"Ah, well, perhaps," he said. "We are evidently dealing with a nature full of surprises." He pursed up his mouth and eyed me attentively. "My dear boy," he said at last, "I think I see your difficulty. You had better turn this case over to me altogether."

"Thank you," I answered. "That is what I should like to have suggested."

"Then send the lady up to town, and I will do my best for her."

CHAPTER XV.

Sir Shadwell Rock was exactly the kind of man Evadne had had in her mind, I felt sure, when she spoke of the peculiar influence which distinguished men of my profession exercise upon their patients. He was a man of taking manners to begin with, sympathetic, cultivated, humane; and, I need hardly add, scrupulously conscientious and exact. I could confide her to his care with the most perfect reliance upon his kindness, as well as upon his discretion and skill—if she would consent to consult him at all; but that was a little difficulty which had still to be got over. I anticipated some opposition, because I felt sure she had not realized that there was anything threatening to be serious in her case, and would therefore see no necessity for further advice. This made the arrangement difficult. It would not do to arouse any apprehension about her own state of mind; but how to induce her to go to London to consult an eminent specialist without doing so was the question. Had Lady Adeline been at home the suggestion would have come best from her, but in her absence there was nobody to make it except that impossible Colonel Colquhoun. If he chose to order Evadne to consult Sir Shadwell Rock, I knew she would do so at once, for she never opposed him, and he was so apt to be unreasonable and capricious that she would probably not think that the order signified much. But the further question was, would he give it? After I had finished my morning's work, I drove to the depôt to see. The men were on parade when I entered the barrack square. They were drawn up in line, and the first thing I saw was Colonel Colquhoun himself prancing about on his charger, and not in the most amiable mood possible, I imagined, from the way he was blackguarding the men. He sat his horse well, and was a fine soldierlike man in uniform, and a handsome man too, of the martial order, when his bald head was hidden by his cocked hat, and his blond moustache had a chance; the sort of man to take a woman's fancy if not the kind of character to keep her regard.

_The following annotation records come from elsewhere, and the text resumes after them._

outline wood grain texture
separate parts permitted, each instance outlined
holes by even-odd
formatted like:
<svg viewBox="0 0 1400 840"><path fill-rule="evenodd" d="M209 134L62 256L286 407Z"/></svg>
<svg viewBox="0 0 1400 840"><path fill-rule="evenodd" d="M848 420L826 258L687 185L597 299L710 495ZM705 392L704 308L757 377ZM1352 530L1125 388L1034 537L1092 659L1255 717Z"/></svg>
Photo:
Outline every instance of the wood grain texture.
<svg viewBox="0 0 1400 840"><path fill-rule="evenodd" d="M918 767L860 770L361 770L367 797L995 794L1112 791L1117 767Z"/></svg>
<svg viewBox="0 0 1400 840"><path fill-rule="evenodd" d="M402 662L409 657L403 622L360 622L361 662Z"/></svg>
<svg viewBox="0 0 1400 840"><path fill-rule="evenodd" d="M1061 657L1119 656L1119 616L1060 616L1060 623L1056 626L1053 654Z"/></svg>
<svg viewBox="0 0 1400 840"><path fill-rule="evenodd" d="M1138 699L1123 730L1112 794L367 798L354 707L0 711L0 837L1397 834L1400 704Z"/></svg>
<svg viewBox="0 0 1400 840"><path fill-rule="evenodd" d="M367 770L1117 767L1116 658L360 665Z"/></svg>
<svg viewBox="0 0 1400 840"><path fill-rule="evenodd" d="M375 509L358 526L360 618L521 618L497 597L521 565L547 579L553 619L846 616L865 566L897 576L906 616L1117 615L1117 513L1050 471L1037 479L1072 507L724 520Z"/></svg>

An unhappy old mounted major had got into trouble just as I came up. His palfrey was an easy ambler, but he was the sort of old gentleman who would not have been safe in a rocking chair with his sword drawn and his chief complimenting him.

"You ride like a damned tailor, sir," Colonel Colquhoun was thundering at him just as I drove up.

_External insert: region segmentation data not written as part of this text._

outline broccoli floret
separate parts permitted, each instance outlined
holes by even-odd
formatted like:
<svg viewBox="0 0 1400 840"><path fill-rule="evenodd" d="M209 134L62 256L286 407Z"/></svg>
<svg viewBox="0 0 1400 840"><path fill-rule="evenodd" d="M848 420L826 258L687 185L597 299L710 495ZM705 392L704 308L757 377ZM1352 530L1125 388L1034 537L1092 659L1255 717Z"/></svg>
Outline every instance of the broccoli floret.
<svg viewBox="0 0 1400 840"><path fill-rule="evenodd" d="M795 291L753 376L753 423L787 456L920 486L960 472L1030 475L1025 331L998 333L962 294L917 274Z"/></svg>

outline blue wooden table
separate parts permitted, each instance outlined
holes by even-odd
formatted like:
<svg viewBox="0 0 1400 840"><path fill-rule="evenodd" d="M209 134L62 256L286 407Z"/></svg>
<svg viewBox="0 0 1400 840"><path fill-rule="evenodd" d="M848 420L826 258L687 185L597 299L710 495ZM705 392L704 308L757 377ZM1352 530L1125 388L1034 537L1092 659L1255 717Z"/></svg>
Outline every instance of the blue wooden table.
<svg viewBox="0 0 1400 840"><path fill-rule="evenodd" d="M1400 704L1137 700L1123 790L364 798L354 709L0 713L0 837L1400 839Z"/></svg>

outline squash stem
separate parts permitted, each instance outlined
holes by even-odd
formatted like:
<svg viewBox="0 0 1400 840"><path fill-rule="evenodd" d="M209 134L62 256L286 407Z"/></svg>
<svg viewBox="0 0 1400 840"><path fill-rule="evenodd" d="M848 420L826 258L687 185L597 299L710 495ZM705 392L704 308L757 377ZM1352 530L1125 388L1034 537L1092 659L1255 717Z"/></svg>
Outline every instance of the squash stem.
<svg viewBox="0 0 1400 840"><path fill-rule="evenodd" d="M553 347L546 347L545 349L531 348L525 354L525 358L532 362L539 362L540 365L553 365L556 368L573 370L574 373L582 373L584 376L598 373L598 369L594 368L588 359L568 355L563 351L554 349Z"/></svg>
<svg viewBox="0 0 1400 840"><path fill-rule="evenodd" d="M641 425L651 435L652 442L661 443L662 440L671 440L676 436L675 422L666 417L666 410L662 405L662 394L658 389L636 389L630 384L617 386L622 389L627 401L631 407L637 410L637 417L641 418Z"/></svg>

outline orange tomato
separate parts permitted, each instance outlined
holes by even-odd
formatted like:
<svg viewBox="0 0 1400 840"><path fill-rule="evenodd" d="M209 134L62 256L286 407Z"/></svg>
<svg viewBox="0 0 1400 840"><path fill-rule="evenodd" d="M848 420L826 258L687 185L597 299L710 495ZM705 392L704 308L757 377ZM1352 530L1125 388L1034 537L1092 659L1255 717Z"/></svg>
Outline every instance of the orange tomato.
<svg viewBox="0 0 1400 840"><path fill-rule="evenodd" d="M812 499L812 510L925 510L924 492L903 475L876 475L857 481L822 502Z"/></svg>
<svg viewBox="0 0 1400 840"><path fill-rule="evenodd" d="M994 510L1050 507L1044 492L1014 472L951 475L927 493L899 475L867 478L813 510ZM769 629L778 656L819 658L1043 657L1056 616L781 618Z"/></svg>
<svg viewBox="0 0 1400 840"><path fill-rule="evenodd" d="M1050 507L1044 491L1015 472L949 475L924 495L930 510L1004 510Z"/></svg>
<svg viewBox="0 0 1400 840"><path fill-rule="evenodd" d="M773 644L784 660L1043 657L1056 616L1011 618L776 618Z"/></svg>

An officer in undress uniform, Captain Bartlet, and Brigade Surgeon James, who was in mufti, were standing at an open window in the ante-room, and I joined them there, and looked out at the parade.

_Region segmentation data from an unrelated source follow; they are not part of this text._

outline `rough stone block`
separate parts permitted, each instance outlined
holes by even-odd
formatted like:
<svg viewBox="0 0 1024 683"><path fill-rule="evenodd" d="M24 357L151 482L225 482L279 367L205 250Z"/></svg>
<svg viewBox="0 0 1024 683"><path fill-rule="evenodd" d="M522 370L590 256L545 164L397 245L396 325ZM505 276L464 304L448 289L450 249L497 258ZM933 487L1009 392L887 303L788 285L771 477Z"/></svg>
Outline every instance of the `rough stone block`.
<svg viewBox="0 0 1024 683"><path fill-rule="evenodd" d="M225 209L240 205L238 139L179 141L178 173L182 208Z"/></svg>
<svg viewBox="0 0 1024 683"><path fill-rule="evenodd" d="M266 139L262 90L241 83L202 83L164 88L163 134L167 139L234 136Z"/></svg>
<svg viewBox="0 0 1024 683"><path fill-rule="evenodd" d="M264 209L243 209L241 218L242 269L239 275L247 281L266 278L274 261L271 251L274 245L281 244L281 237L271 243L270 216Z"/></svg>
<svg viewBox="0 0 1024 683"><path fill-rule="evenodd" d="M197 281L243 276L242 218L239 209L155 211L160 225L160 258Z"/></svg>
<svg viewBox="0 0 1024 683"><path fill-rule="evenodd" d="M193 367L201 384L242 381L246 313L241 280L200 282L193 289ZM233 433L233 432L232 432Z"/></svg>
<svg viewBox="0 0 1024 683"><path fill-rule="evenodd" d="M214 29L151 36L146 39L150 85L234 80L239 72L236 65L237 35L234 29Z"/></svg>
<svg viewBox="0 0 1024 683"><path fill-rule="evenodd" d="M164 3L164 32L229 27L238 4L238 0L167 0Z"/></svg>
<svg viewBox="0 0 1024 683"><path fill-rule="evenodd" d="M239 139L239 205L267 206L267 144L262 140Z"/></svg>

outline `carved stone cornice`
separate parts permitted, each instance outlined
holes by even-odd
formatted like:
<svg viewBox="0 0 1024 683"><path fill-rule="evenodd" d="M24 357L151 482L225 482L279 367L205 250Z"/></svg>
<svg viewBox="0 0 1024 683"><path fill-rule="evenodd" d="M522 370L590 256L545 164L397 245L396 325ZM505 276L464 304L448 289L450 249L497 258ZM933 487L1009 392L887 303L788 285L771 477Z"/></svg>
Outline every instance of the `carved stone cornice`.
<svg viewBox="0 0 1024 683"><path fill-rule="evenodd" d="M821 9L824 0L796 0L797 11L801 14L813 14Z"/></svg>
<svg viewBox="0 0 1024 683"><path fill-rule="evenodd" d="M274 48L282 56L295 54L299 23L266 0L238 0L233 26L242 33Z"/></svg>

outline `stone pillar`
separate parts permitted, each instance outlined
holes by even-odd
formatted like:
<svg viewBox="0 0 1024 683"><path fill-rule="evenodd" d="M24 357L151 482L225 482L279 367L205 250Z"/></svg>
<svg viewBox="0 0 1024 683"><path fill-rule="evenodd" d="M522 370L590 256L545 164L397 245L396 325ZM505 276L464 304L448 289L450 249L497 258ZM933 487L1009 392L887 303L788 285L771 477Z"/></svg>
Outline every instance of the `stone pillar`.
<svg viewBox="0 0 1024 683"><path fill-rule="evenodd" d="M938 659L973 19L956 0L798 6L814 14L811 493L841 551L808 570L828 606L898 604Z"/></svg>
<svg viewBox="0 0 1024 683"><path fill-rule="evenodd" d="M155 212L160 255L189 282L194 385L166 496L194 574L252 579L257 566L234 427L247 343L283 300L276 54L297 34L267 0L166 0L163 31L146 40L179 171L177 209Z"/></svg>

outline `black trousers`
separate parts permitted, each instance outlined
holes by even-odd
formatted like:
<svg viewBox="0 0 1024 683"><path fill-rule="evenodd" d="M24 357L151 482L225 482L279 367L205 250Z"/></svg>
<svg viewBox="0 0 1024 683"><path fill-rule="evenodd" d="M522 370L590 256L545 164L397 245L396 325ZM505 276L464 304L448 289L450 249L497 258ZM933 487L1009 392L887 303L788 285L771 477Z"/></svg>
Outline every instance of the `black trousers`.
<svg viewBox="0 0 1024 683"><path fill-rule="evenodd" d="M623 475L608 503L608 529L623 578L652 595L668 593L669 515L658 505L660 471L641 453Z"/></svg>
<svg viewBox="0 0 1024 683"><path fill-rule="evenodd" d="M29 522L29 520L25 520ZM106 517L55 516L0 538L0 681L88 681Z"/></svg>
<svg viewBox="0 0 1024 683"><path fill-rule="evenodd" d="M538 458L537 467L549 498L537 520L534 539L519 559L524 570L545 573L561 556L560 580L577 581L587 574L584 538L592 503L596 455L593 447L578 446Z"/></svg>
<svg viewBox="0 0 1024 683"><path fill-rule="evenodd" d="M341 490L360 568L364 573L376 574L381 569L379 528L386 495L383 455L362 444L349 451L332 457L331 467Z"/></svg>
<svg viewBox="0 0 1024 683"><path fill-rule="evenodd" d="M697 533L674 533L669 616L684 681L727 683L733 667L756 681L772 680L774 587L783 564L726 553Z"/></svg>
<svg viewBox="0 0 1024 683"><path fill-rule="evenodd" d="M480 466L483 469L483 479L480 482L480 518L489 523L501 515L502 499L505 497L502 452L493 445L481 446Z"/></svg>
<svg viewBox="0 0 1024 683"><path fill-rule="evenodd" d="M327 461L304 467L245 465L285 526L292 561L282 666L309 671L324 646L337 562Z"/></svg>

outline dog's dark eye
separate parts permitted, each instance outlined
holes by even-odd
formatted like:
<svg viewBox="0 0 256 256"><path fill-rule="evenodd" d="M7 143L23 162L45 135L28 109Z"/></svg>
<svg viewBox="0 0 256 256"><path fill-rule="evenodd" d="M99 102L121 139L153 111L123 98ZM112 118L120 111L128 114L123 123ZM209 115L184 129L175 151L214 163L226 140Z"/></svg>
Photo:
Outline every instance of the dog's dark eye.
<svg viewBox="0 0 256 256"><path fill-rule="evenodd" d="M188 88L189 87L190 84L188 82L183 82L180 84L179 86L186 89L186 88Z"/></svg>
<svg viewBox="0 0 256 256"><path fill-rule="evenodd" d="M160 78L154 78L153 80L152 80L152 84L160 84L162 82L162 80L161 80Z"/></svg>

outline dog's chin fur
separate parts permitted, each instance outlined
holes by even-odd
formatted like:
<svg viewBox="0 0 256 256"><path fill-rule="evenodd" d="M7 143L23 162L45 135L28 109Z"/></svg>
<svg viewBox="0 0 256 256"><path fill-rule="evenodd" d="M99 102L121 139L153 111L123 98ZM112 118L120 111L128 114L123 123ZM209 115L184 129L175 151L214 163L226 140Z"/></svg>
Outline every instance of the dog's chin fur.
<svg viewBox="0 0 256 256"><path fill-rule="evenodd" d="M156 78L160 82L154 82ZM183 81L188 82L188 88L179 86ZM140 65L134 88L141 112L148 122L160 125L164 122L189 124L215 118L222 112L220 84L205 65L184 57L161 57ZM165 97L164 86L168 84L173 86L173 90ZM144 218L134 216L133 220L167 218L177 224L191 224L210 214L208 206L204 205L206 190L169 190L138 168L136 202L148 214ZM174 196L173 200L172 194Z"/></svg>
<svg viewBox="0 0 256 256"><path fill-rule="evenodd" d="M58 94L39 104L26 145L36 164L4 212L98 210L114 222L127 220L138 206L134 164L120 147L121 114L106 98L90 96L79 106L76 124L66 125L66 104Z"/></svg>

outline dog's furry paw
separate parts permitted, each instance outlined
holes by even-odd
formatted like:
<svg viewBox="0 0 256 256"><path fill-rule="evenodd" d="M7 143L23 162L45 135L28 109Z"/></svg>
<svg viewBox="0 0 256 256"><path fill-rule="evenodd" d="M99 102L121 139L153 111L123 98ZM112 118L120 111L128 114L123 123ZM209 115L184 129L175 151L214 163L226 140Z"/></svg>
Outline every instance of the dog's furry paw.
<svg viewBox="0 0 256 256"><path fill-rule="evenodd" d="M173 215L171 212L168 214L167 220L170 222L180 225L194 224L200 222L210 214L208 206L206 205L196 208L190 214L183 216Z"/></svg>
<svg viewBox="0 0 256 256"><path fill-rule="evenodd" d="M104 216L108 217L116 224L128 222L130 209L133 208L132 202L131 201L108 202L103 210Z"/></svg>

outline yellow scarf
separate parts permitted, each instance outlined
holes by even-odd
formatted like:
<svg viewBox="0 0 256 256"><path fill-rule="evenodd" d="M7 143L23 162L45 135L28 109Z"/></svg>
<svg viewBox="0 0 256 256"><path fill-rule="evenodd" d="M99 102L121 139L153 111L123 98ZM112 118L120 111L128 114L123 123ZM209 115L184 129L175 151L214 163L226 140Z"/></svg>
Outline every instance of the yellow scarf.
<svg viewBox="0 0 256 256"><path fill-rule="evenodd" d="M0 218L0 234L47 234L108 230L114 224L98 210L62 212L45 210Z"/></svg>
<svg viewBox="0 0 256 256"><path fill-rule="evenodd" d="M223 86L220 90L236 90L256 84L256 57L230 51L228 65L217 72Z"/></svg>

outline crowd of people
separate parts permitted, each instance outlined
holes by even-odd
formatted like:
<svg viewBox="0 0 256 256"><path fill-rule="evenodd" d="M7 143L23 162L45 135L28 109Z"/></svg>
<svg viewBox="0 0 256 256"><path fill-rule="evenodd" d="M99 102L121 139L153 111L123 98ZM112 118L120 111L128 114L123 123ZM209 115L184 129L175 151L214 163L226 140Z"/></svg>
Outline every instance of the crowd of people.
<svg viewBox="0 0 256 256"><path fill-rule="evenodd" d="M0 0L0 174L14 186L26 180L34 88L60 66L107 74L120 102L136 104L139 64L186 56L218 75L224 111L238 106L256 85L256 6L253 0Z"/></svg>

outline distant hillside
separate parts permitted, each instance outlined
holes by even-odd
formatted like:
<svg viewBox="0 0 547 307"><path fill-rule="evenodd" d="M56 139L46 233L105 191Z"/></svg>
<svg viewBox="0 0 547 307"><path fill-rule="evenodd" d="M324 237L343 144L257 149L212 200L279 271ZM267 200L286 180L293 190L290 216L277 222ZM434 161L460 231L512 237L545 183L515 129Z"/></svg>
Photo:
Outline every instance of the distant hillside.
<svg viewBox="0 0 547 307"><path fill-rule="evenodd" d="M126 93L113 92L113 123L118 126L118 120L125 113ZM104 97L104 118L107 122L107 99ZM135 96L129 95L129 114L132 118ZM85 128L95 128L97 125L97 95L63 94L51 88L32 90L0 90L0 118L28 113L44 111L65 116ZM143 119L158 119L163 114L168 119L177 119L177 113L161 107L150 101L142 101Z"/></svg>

"I don't know how you fellows stand that kind of thing, and before the men, too," I remarked, à propos of a fresh volley of abuse from Colonel Colquhoun.

"Oh! by Jove! we've got to stand it, many of us, for weighty considerations quite apart from our personal dignity," Captain Bartlet rejoined. "A man with a wife and five children depending upon him will swallow a lot for their sake. It would be easy enough to answer him, but self-interest keeps us quiet—a deuced sight oftener than discipline, by the way. However," he added cheerfully, "all C.O.'s are not so bad as that brute out there, nor the half of them for the matter of that."